El resultado es una torre de Babel insólita, en la que lo que cuenta es la
escenificación y la fuerza de los candidatos para sobreponerse a los sucesivos
fracasos que aparecen cada vez que un tema complejo es sometido a semejante
destrucción. Todo termina en el mitológico minuto de oro en el que cada cual
debe expresar su síntesis-titular.
El resultado
es la explosión de una estulticia sin límites. Me parece terrible este
acontecimiento que cuestiona la época presente. En verdad se trata de una
fábrica de necedad, en la que la inteligencia es severamente devaluada. Los
competidores con mayor espesor por su capacidad de pensar y argumentar son
homologados con los impostores o los aventureros avezados en las estrategias
basadas en la astucia. En esta comedia, los temas de fondo no pueden ser
incluidos en la sucesión de minutos, zascas y escenificaciones que buscan
impactos emocionales. Siempre me acuerdo de los pobres universitarios, de la
educación o de la atención primaria de salud, entre otros temas, que son
reducidos a terribles clichés en estos encuentros en los cuadriláteros.
En este
escenario son desplazados aquellos que proponen métodos democráticos basados en
las conversaciones inclusivas de muchos actores. Quiero recordar aquí a gentes
como Pablo Carmona, Monserrat Galcerán y otras personas dotadas de espesor
democrático, que son expulsadas de los cuadriláteros por este burdo juego de
estimulación de las emociones movilizadoras del graderío. En este medio tóxico
solo sobreviven los dotados de motivación para dominar, que terminan por
eliminar a sus posibles competidores internos para ocupar la plaza de luchador
en el cuadrilátero mediático. De esta forma los partidos son destruidos, en
tanto que se conforman como una aglomeración de respaldo al gladiador de turno.
En estas
condiciones se puede afirmar que la democracia es imposible. Todo esto es muy
poco democrático. La complejidad social, las alternativas programáticas, las
políticas públicas, todo termina por someterse a la lógica del juego de tronos.

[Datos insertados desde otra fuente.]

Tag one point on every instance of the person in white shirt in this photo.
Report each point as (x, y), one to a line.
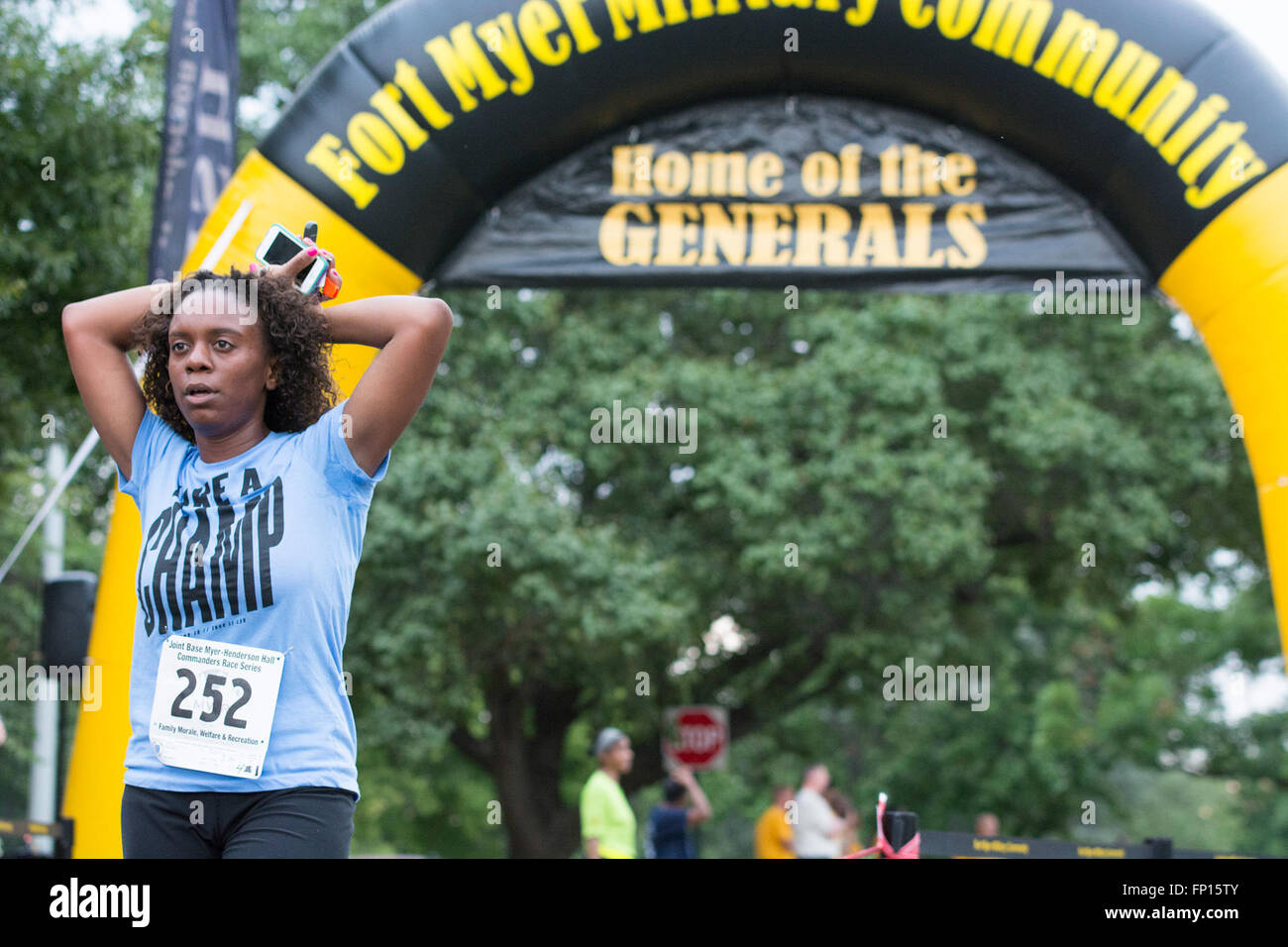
(818, 832)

Así las deformaciones cesaristas inquietantes del sanchismo, el susanismo, el
riverismo-arrimadismo, el pablismo-irenismo, el carmenismo-errejonismo y otras
variantes perversas de lideragmo tóxico.
No quiero provocar a nadie, pero he de decir que me sorprende la pasividad
monástica de la inteligencia ante esta perversión general. En el mejor de los
casos espero que, en un futuro no muy lejano, nos encontremos de nuevo en las
plazas, cuya forma geométrica es el círculo, que como es sabido es diferente al
cuadrilátero.
Totalmente de acuerdo con usted, una vez más, por lo que le agradezco el análisis y le felicito. Ojalá su esperanza final se realice más pronto que tarde, y los ciudadanos vayamos encontrando el camino para volver (¿estuvimos alguna vez?) a recuperar el protagonismo.